In my financial literacy classes, I always told my students: “If someone shows you a line that only goes up, they are either lying to you or they are lying to themselves.” The same applies to materials science. If the bars are perfectly level and the trends are perfectly smooth, someone is hiding the mess.

I’ll keep my distrust. It’s served me well for 59 years. I’ll keep looking for the whiskers, the scatter, and the noise. Because in the end, the only thing you can really trust is the acknowledgement of uncertainty.

The next time you’re reading a technical report or a peer-reviewed paper, and you see a beautiful, clean plot with no error bars, do me a favor. Close the tab. Delete the PDF. Go get a cup of coffee.

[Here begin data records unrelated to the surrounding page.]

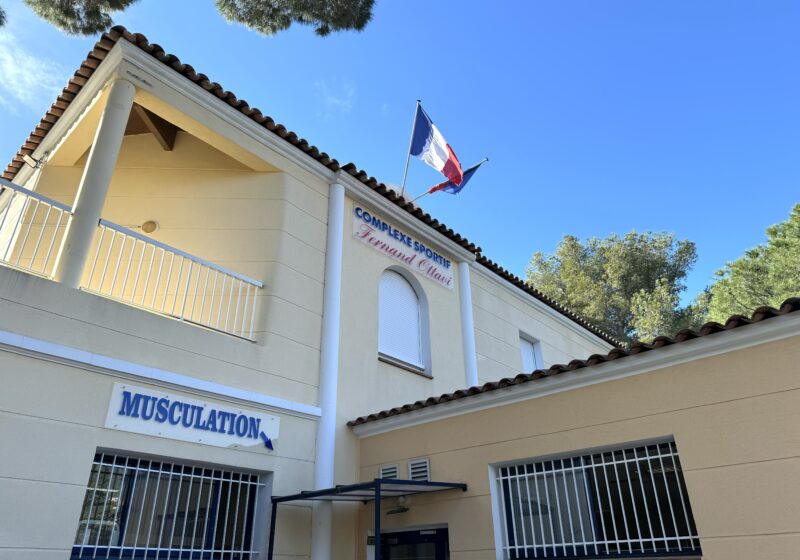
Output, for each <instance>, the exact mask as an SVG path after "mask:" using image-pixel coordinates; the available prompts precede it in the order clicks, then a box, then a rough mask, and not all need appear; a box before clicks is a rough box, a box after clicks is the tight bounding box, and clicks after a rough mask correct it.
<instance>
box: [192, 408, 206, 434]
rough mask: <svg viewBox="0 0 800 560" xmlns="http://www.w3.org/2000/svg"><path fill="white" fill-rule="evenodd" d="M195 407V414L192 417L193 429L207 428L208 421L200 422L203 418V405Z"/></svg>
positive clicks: (197, 429)
mask: <svg viewBox="0 0 800 560" xmlns="http://www.w3.org/2000/svg"><path fill="white" fill-rule="evenodd" d="M195 408H197V416H195V418H194V429H195V430H207V429H208V421H206V422H201V421H202V420H203V407H202V406H198V407H195Z"/></svg>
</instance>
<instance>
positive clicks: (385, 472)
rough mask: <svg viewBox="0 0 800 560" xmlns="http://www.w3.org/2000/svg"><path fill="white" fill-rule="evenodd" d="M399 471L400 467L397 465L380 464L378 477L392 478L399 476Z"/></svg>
mask: <svg viewBox="0 0 800 560" xmlns="http://www.w3.org/2000/svg"><path fill="white" fill-rule="evenodd" d="M399 473H400V469H399V468H398V466H397V465H382V466H381V468H380V475H379V476H378V478H390V479H393V480H394V479H397V478H400V476H399Z"/></svg>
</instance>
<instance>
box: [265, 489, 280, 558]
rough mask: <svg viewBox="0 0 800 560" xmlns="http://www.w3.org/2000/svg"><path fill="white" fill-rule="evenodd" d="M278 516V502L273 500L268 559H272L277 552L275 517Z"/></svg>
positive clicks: (269, 525)
mask: <svg viewBox="0 0 800 560" xmlns="http://www.w3.org/2000/svg"><path fill="white" fill-rule="evenodd" d="M277 517H278V502H272V517H271V519H270V522H269V548H268V549H267V560H272V554H273V553H274V552H275V550H274V549H275V519H276V518H277Z"/></svg>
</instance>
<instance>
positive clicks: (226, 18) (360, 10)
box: [217, 0, 375, 37]
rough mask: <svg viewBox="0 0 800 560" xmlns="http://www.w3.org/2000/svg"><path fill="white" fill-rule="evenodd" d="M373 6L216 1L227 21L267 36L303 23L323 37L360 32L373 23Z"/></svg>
mask: <svg viewBox="0 0 800 560" xmlns="http://www.w3.org/2000/svg"><path fill="white" fill-rule="evenodd" d="M374 4H375V0H217V9H218V10H219V11H220V12H221V13H222V15H223V16H225V18H226V19H227V20H228V21H235V22H238V23H242V24H244V25H246V26H247V27H249V28H250V29H254V30H256V31H258V32H259V33H263V34H264V35H274V34H275V33H277V32H278V31H283V30H284V29H288V28H289V27H290V26H291V25H292V23H300V24H302V25H311V26H313V27H314V32H315V33H316V34H317V35H320V36H323V37H324V36H325V35H328V34H330V33H331V32H332V31H346V30H350V29H355V30H357V31H361V30H362V29H364V27H365V26H366V25H367V23H369V20H370V19H372V6H373V5H374Z"/></svg>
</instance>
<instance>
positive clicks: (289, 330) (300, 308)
mask: <svg viewBox="0 0 800 560" xmlns="http://www.w3.org/2000/svg"><path fill="white" fill-rule="evenodd" d="M266 299H267V302H266V305H267V306H268V309H269V312H268V313H267V324H266V325H265V326H266V330H267V332H271V333H274V334H278V335H281V336H285V337H286V338H289V339H291V340H294V341H296V342H299V343H300V344H305V345H306V346H309V347H311V348H318V347H319V340H320V331H321V329H322V316H321V315H319V314H317V313H311V312H309V311H308V310H306V309H304V308H302V307H300V306H298V305H295V304H293V303H291V302H288V301H286V300H283V299H281V298H279V297H268V298H266Z"/></svg>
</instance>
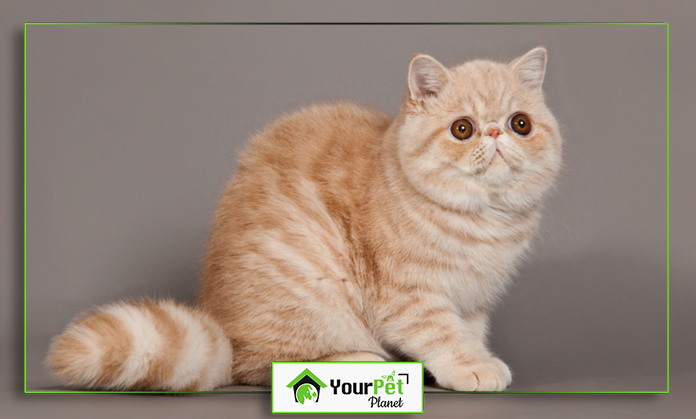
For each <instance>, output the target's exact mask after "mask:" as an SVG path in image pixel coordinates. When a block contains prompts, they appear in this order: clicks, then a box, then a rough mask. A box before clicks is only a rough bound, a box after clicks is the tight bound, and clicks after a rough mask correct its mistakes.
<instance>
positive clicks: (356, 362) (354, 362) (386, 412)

You’d be better off talking to a guy named Elias or even a wrong-number caller named Bernice. At least they aren’t pretending that the world is a series of perfect, unvarying integers. We deserve the full picture, even if it’s ugly. Especially if it’s ugly.

Current Bank Balance

$1,499.09

“I hope the balance ends in a 9. It usually does when I’m the one doing the math.”

I realize now that I’ve spent the last 49 minutes ranting about a single paper. But that’s the thing about numbers. They matter. They are the bedrock of everything we build, from the smallest medical implant to the largest industrial filter dryer.

If the bedrock is made of ghosts, the whole structure is a haunting waiting to happen. I’m going to go make another pot of coffee. It’s going to be a long day. 29 more papers to go, and I’m betting at least 19 of them are missing their whiskers.

Wish me luck. I’m going to need it, or at least a very high confidence interval. Actually, I don’t need luck. I just need people to stop lying with their charts. Is that too much to ask at 6:59 AM? Probably. But I’ve never been one for low expectations.

One last thing: if you are a researcher reading this, and you are currently hovering over the “save” button on a plot with no error bars-stop. Do the math. Show the scatter. Be the person who values the truth more than the “significance.”

I think I’ll call that wrong number back and tell them Bernice moved. To a lab. Somewhere with very, very small error bars. It feels like the right thing to do. 99.9% sure of it.